Department of Biological Sciences and Inflammation Research Network, University of Calgary, Calgary, Alberta
AIM: The aim of this study was to characterize the effects of Hp on E-cadherin in non-tumorigenic epithelial monolayers, and to examine the role of MLCK in these effects.
METHODS: This study applied a previously validated model using a non-tumorigenic epithelial cell line (SCBN) challenged with Hp strain SS1 or the human isolate 60190 (ATCC). Confluent Hp-infected or sham-treated monolayers grown in chamber slides were immunostained for E-cadherin. Western blot analysis was performed on cell lysates from sham treated or Hp-infected monolayers, pre-treated or not with a selective MLCK inhibitor (ML-9). Blots were probed for myosin light chain (MLC), phospho-myosin light chain 2 (MLC-2) and E-cadherin.

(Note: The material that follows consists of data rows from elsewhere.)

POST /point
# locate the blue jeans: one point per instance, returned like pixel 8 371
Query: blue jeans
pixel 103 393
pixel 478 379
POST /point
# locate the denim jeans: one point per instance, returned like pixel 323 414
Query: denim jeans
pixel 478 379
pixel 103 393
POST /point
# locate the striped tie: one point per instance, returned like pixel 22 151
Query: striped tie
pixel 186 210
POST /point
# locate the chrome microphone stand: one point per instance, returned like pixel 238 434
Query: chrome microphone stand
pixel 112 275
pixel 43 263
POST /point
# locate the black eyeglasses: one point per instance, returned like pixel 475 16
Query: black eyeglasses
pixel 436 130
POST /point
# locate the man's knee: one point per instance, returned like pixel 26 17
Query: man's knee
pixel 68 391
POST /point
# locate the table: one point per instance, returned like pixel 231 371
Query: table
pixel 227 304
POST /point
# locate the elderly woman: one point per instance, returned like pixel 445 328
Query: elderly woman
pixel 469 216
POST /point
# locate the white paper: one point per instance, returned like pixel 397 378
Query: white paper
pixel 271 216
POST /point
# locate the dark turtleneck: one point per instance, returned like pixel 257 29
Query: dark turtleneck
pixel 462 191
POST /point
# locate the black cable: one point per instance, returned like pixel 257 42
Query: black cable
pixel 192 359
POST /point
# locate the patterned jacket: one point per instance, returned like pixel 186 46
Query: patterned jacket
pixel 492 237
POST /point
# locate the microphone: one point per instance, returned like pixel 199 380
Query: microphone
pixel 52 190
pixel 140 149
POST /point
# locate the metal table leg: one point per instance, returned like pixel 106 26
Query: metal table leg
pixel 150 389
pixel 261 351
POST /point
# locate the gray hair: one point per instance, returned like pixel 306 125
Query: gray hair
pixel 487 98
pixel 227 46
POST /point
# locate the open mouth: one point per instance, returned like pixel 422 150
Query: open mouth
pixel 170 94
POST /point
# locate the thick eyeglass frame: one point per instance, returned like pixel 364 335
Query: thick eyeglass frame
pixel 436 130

RESULTS: Hp increased levels of phosphorylated MLC while MLC-2 levels remained unchanged. Immunocytochemistry revealed the presence of cytosolic E-cadherin in Hp infected monolayers, but not in controls. Immunoblots demonstrated E-cadherin cleavage by the appearance of an E-cadherin fragment of approximately 50kDa after 12h infection. MLCK inhibition prevented this effect.
CONCLUSION: Hp-induced phosphorylation of epithelial MLC is associated with disruptions of E-cadherin in non-tumorigenic epithelial cells. These alterations of E-cadherin are regulated, at least in part, by MLCK. Future studies will examine whether MLCK-mediated disruption of epithelial barrier integrity is implicated in Hp-induced carcinogenesis.